Its relatively high P/E ratio indicates that Monro shareholders think it will perform better than other companies in its industry classification. Shareholders are clearly optimistic, but the future is always uncertain. So investors should delve deeper. I like to check if company insiders have been buying or selling.

How Growth Rates Impact P/E Ratios

Probably the most important factor in determining what P/E a company trades on is the earnings growth. If earnings are growing quickly, then the 'E' in the equation will increase faster than it would otherwise. That means even if the current P/E is high, it will reduce over time if the share price stays flat. A lower P/E should indicate the stock is cheap relative to others -- and that may attract buyers.

Monro increased earnings per share by an impressive 11% over the last twelve months. And its annual EPS growth rate over 5 years is 4.8%. With that performance, you might expect an above average P/E ratio.

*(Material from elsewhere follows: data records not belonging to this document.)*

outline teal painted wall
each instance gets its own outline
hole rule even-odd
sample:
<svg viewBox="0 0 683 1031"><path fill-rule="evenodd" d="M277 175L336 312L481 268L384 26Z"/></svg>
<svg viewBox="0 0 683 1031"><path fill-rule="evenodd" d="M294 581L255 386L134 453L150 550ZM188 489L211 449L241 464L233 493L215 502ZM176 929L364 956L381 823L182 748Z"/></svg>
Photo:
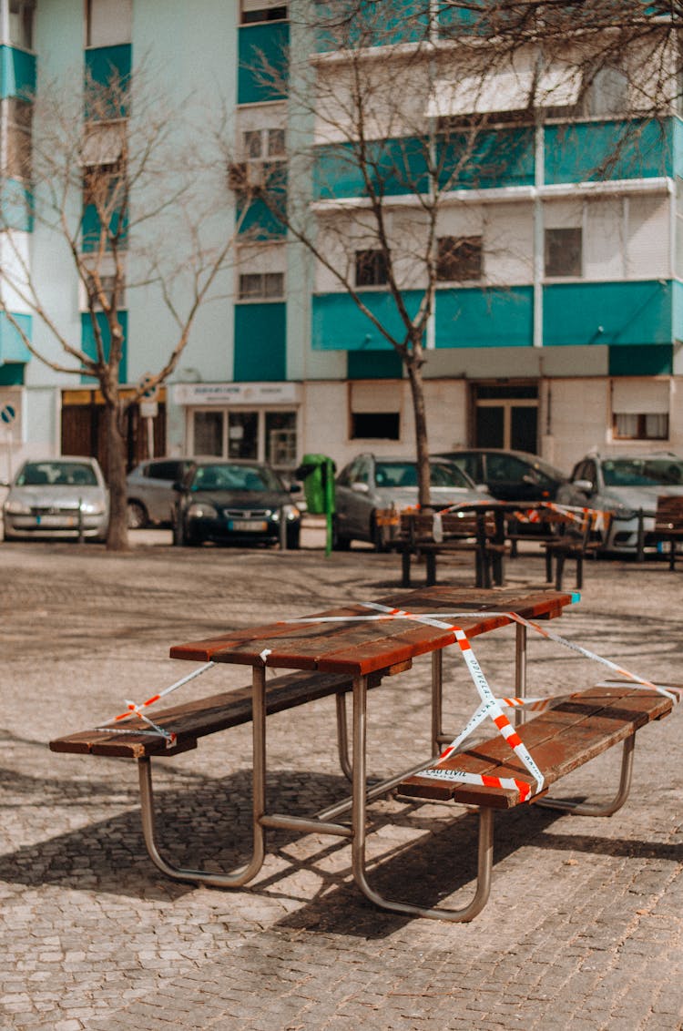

Remember: P/E Ratios Don't Consider The Balance Sheet

One drawback of using a P/E ratio is that it considers market capitalization, but not the balance sheet. In other words, it does not consider any debt or cash that the company may have on the balance sheet. Theoretically, a business can improve its earnings (and produce a lower P/E in the future) by investing in growth. That means taking on debt (or spending its cash).

While growth expenditure doesn't always pay off, the point is that it is a good option to have; but one that the P/E ratio ignores.

Is Debt Impacting Monro's P/E?

Monro's net debt is 6.9% of its market cap. The market might award it a higher P/E ratio if it had net cash, but its unlikely this low level of net borrowing is having a big impact on the P/E multiple.

The Verdict On Monro's P/E Ratio

Monro's P/E is 29.6 which is above average (18.6) in its market. Its debt levels do not imperil its balance sheet and it is growing EPS strongly. Therefore, it's not particularly surprising that it has a above average P/E ratio.

When the market is wrong about a stock, it gives savvy investors an opportunity. If the reality for a company is better than it expects, you can make money by buying and holding for the long term. So this free visualization of the analyst consensus on future earnings could help you make the right decision about whether to buy, sell, or hold.

Of course, you might find a fantastic investment by looking at a few good candidates. So take a peek at this free list of companies with modest (or no) debt, trading on a P/E below 20.

If you spot an error that warrants correction, please contact the editor at editorial-team@simplywallst.com. This article by Simply Wall St is general in nature. It does not constitute a recommendation to buy or sell any stock, and does not take account of your objectives, or your financial situation. Simply Wall St has no position in the stocks mentioned.

We aim to bring you long-term focused research analysis driven by fundamental data. Note that our analysis may not factor in the latest price-sensitive company announcements or qualitative material. Thank you for reading.